Das Fraunhofer IFF baut mit EFRE-Förderung die „Elbfabrik“

(Von Walter Liedtke, 09.12.2021) 

Im Wissenschaftshafen in Magdeburg entsteht derzeit ein neues Gebäude: Die „Elbfabrik“ des Fraunhofer IFF. Sie erweitert den dort bereits stehenden Institutsteil der Forschungseinrichtung, das „Virtual Development and Training Centre“ (VDTC). Im Frühjahr 2022 soll sie an die Wissenschaftlerinnen und Wissenschaftler zum weiteren Innenausbau übergeben werden. Das Fraunhofer-Institut für Fabrikbetrieb und -automatisierung IFF erforscht und entwickelt Anwendungen für Kunden aus der Industrie, für den Mittelstand und die öffentliche Hand. Dabei unterstützt es Unternehmen zum Beispiel mit Lösungen für die sichere Mensch-Roboter-Kollaboration, intelligente Assistenzsysteme und innovative Fabrikkonzepte, aber auch bei der Integration erneuerbarer Energien in den Produktionsprozess – bis hin zur Umsetzung direkt im Unternehmen. Mit dem Erweiterungsbau wird das Fraunhofer IFF seine Flächen für technische Entwicklungen und Demonstratoren glatt verdoppeln. Künftig werden sich hier mittelständische Unternehmen aus Sachsen-Anhalt sehr anschaulich über Möglichkeiten der Digitalisierung und Automatisierung ihrer Produktion informieren können. 

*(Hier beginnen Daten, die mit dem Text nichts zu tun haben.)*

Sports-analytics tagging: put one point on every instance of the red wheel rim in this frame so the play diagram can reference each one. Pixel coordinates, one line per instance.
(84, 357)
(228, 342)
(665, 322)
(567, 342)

„Elbfabrik“ zeigt intelligente Automatisierung

Die neue „Elbfabrik“ wird – zusammen mit den dort bereits bestehenden Laboren und Einrichtungen des Instituts – eine Experimental- und Demonstrationsfabrik mit insgesamt 4.500 Quadratmetern Nutzfläche bilden. Die Kosten für den Erweiterungsbau liegen bei 19,9 Millionen Euro. Die Mittel kommen zur Hälfte von der Europäischen Union aus dem Europäischen Fonds für regionale Entwicklung (EFRE). Die andere Hälfte teilen sich das Land Sachsen-Anhalt und der Bund. Der EFRE finanziert den Bau aus seinem Förderprogramm zum „Auf- und Ausbau der wirtschaftsnahen Innovationsinfrastruktur“.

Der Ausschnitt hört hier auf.